Fig. 1 is an overall schematic diagram of a welding robot that employs the multilayer welding method of the present invention, Fig. 2 is a schematic diagram showing various weld joint shapes, Fig. 3 is an explanatory diagram of the swing pattern, and Fig. 4 is a flowchart. , FIG. 5 is an explanatory diagram of the execution of the swing pattern.

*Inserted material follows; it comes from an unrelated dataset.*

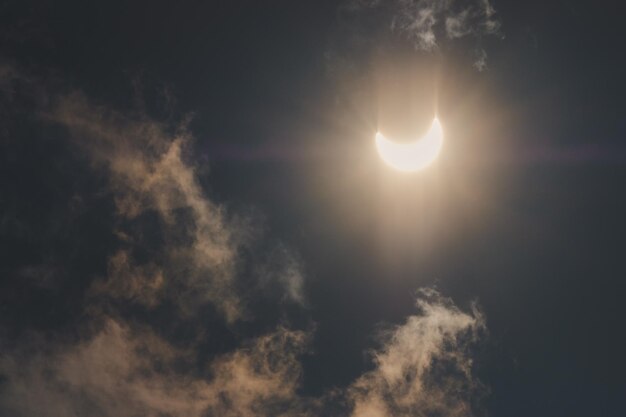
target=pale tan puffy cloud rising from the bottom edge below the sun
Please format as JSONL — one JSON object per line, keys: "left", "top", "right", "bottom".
{"left": 349, "top": 290, "right": 484, "bottom": 417}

In the figure, 1 is a welding robot, 6 is a welding torch, 1
2 is a computer, 13 is a remote control panel, and W is a workpiece.

Claims (1)

[Claims] 1 Arc welding from a predetermined teaching point to the next teaching point is performed over multiple layers, and at least one
Regarding layers, in a multilayer welding method in which arc welding is performed from a predetermined teaching point to the next teaching point while the welding torch is oscillated in the groove width direction in a predetermined oscillation pattern, when welding the first layer, , the positional deviation of the welding torch is detected every time a swing pattern is executed, and the welding is performed while correcting the position of the welding torch by the detected amount; When welding each layer after the second layer, the cumulative detected amount of positional deviation that occurred during welding is stored, and when welding each layer from the second layer onwards, the distance corresponding to the movement distance of the welding torch in the welding line direction by a predetermined number of swing patterns during welding the first layer is stored. Each time the welding torch moves a distance, the cumulative detection amount at a position corresponding to the position of the welding torch during welding of the second and subsequent layers is calculated for the distance from the predetermined teaching point.
A multilayer welding method characterized by performing welding while correcting the position of the welding torch.